Let’s imagine how our knowledge matrix would look like now:
When adding time to the mix, we can re-signify the classic Rumsfeld knowledge matrix and talk about the different dimensions of time as they pertain to the way we describe our knowledge:
- PAST. The descriptive dimension of things we already know or used to know. Known or unknown events: this is like describing our state of knowledge about something in the past, “back then, we ignored that we didn’t know about this or that”
- PRESENT. The descriptive dimension of the knower, who is always situated in the present moment. Aware or unaware events: what is your current state of awareness in relation to the actual variables required to generate accurate forecasts? what is your current state of awareness about your past knowledge?

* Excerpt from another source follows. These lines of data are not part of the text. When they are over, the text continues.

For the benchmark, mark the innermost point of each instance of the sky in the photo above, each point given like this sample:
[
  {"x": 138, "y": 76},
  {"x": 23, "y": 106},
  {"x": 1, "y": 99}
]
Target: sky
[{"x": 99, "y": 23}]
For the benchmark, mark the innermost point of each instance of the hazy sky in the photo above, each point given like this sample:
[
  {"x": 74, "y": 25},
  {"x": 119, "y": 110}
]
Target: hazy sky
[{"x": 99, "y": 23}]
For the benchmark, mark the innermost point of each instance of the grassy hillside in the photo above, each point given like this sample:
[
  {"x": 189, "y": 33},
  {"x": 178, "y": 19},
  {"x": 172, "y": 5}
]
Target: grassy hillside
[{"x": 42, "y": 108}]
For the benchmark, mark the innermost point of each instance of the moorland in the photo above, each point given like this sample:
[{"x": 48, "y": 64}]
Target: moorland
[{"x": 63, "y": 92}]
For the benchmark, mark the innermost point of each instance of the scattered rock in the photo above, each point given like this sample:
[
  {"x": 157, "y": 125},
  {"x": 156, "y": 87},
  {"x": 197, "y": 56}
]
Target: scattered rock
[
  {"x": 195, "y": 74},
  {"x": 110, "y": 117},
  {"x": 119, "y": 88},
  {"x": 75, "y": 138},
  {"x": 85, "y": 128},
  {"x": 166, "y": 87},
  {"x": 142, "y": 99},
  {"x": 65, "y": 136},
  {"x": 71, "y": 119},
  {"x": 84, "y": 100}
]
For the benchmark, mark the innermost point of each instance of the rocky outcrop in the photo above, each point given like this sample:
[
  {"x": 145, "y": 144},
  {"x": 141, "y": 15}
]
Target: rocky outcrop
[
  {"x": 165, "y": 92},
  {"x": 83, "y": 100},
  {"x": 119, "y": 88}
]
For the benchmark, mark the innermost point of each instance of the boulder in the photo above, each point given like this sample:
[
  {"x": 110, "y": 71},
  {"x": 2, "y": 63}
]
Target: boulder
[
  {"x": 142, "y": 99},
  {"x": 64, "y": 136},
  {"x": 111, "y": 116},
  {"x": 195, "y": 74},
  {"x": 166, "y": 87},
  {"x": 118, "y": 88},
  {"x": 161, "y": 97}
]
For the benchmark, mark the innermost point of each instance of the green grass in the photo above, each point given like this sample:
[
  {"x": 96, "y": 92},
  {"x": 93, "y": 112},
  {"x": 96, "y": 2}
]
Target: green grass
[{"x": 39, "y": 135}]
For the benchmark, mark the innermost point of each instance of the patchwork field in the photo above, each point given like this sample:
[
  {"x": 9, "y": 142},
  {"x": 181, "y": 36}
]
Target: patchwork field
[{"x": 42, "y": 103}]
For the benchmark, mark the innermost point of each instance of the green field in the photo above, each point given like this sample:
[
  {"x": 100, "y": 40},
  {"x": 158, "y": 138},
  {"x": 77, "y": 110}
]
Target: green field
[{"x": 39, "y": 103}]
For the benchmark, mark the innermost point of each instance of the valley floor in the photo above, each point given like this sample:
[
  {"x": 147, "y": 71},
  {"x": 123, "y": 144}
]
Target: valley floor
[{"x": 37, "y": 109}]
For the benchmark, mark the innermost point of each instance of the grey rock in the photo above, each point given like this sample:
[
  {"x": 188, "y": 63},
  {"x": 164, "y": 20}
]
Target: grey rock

- FUTURE. The descriptive dimension of anticipation, our way to describe things in terms of likelihood, probability, and possible scenarios. Predictable or unpredictable events: what are the predictable scenarios you can consider based on past knowledge and present awareness?
A more complete version of a knowledge model would look like this then:
In light of this new representation of our knowledge matrix, there are a few statements to be made:
- The red circle in our diagram represents the "objective" world of things, only in relation to the observer and it's awareness window. There is no point talking about an "objective" world outside of the meaning that it is conferred to this term by the subject that perceives "things". Whether this is true or not, whether there is an absolute objective world out there, is irrelevant to this model.
- Only things we are aware of, within our "window of awareness", can only be considered "known" or "predictable". Anything else is unknown or unpredictable, depending on whether we are describing those things from the point of view of the past or the future.
- Perplexity is a state of confusion that arises when elements of the past and the future collide, without being distilled into the process of cognition, thus unable to be categorized as "known" or "predictable" artifacts.
Looking at things with this new lens, when the old "Rumsfeld" model talks about “known unknowns” or “unknown unknowns” it is basically talking about our state of awareness in relation to things of the world.
From this perspective, “unknown unknowns” actually means things that are not predictable because we are not aware of them. Only things we are aware of can be, in consequence, predictable, with a certain degree of certainty. This awareness is affected by circumstances and time. It is our relation with the systems we interact with (be them computer systems, society systems, environmental systems, etc.) that reveals what is considered known or unknown.
These interactions are always constrained by systemic conditions that create patterns in complex ways. The existence of these patterns is what makes collective efforts like MITRE ATT&CK possible: repetition and anticipation of human behaviour constrained by available hacking tools and vulnerable systems, encoded in the form of tactics, techniques, and procedures.